Status of Stream Fusion?

J. Reinders jaro.reinders at gmail.com
Mon Nov 14 11:32:35 UTC 2022


Thank you both for the quick responses.

> Can you say precisely what you mean by "using stream fusion instead of foldr/build fusion in base"?   For example, do you have a prototype library that demonstrates what you intend, all except concatMap?


I believe the stream-fusion library [1] and in particular the Data.List.Stream module [2] implements a version of Data.List from base with stream fusion instead of foldr/build fusion. It is pretty old at this point, so it may not completely match up with the current Data.List module any more and it doesn’t use skip-less stream fusion yet.

I now also see that #915 [3] tracks the exact issue of replacing foldr/build fusion with stream fusion in base, but is closed because it required more research at the time. And in that thread, Sebastian already asked the same question as me 5 years ago [4]:

> At least this could get rid of the concatMap roadblock, are there any others I'm not aware of?

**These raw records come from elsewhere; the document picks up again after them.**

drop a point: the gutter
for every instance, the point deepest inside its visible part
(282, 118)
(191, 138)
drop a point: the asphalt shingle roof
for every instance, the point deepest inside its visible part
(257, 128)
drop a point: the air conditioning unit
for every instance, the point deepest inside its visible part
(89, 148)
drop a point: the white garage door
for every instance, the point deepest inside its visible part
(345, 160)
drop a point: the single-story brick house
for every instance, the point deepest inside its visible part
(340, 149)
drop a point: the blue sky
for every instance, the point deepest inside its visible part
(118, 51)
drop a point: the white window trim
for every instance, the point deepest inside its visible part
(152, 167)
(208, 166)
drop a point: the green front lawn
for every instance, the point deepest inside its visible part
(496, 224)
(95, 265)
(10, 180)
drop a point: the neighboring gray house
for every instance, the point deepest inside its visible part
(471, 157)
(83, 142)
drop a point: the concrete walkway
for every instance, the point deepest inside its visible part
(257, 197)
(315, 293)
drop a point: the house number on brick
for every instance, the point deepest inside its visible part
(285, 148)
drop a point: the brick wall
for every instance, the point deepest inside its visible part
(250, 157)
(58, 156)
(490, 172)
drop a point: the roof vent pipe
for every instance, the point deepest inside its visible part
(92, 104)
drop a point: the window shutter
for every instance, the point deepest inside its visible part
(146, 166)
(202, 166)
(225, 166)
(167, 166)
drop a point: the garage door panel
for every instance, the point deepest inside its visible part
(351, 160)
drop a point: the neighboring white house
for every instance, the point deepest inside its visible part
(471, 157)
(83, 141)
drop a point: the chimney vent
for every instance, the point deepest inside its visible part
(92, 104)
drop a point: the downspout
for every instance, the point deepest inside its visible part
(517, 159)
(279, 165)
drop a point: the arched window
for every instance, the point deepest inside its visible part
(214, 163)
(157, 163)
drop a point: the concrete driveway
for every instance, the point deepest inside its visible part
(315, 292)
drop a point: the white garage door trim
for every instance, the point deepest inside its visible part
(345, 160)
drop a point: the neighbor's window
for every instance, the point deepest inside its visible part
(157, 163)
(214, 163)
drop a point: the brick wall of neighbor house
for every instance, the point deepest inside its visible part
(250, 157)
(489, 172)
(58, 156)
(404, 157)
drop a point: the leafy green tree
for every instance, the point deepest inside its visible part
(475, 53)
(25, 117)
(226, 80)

[1] https://hackage.haskell.org/package/stream-fusion
[2] https://hackage.haskell.org/package/stream-fusion-0.1.2.5/docs/Data-List-Stream.html
[3] https://gitlab.haskell.org/ghc/ghc/-/issues/915
[4] https://gitlab.haskell.org/ghc/ghc/-/issues/915#note_141373

> But what about
> 
> concatMap (\x. Stream next (x*2 +x))
> 
> Then you want matching to succeed, with the substitution
> f :->  (\p. p*2 +p)
> 
> This is called "higher order matching" and is pretty tricky.

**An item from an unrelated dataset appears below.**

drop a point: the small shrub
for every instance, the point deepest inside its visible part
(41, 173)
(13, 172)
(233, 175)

First of all, I’d like to clarify I’ll write ‘unification variable’, but that might be the wrong term. What I mean is a variable that is bound by a ‘forall’ in a rewrite rule. So in the example program, I’ll call ‘f’ and ’next’ unification variables and ‘x’ a local variable.

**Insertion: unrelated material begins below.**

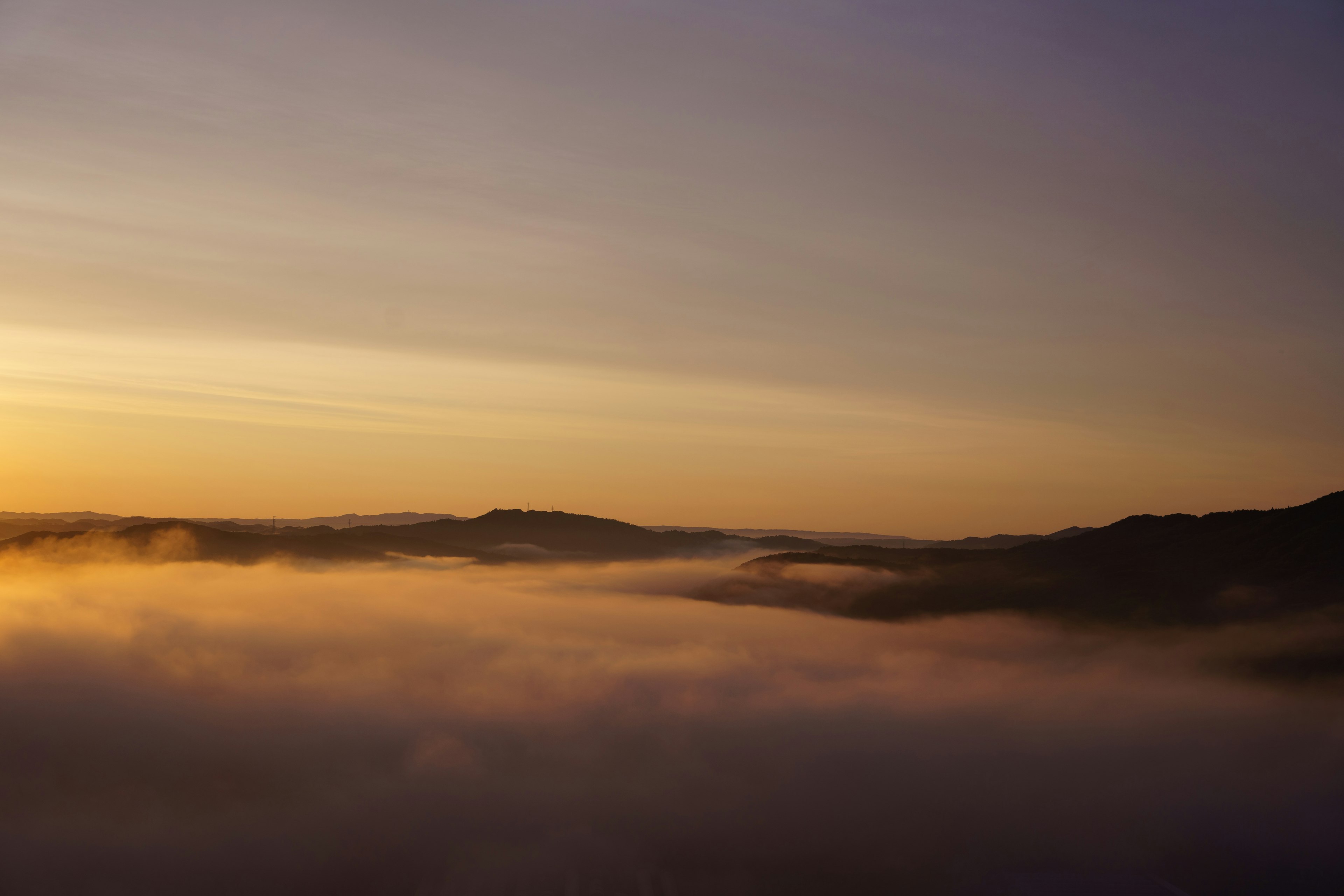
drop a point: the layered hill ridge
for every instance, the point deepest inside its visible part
(498, 537)
(1178, 569)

Higher order matching sounds like it makes the problem too general (although I’ll admit I haven’t looked into it fully). For this matching I feel like the core is to change the free variable ‘x’ in the expression ‘(x*2 +x)’ into a bound variable to get ‘\p -> p*2 +p’. That part sounds very easy. The only problem that remains is when to actually perform this change. I would suggest that this should happen when a unification variable ‘f’ is applied to a locally bound variable ‘x’. The local variable ‘x’ should only be allowed to occur in unification variables that are applied to it.

And indeed this seems to be what Sebastian suggests:

> perhaps you could prevent that by saying that `x` may not occur freely in `next` or `f`, but the paper explicitly *wants* `x` to occur in `next`


The paper explicitly says that ‘x’ should *not* occur in ’next’ and ‘f’ (except indirectly because ‘f’ is applied to ‘x’), so that doesn’t seem like a problem to me.

In a way I’m suggesting that function application could be used in rewrite rules to indicate which local variables may scope over which unification variables. If a unification variable is applied to a local variable then the local variable may occur in that unification variable. It should not only match on a literal application.

I believe the reason that this is easier than higher order matching in general because it is restricted to applications of unification variables to locally bound variables. No other forms are required for the concatMap rule.

There can be some discussion about whether this syntax is really desirable because it changes the way locally bound variables are treated in rewrite rules, but I personally think the current behavior is not very reliable anyway. And I don’t think many people are using rewrite rules that contain local variables. But maybe it would be better to introduce special syntax for indicating scoping in rewrite rules. Duncan Coutts also uses this alternative notation:

    λx → Stream (⟨next⟩[]) (⟨e⟩[x])

But I’d guess it would be difficult to extend GHC’s parser to support that syntax. Re-using function application seems preferable from that perspective. Another alternative that I considered was this syntax:

    concatMap (\x -> Stream next e) = concatMap' next (\x -> e)

Now the matching local variable name on the left and the right could be used to infer that they are really the same and that ‘x’ should only be allowed to scope over ‘e’. GHC could just take the intersection of the scopes on the left and the right to deduce where the local variable ‘x’ should be allowed to occur (in this case that intersection is just ‘e’). But this syntax seems a bit more magical to me, so it isn’t my first choice. This also leads to ambiguities if two locally bound variables on the same side share the same name, but that could simply be rejected.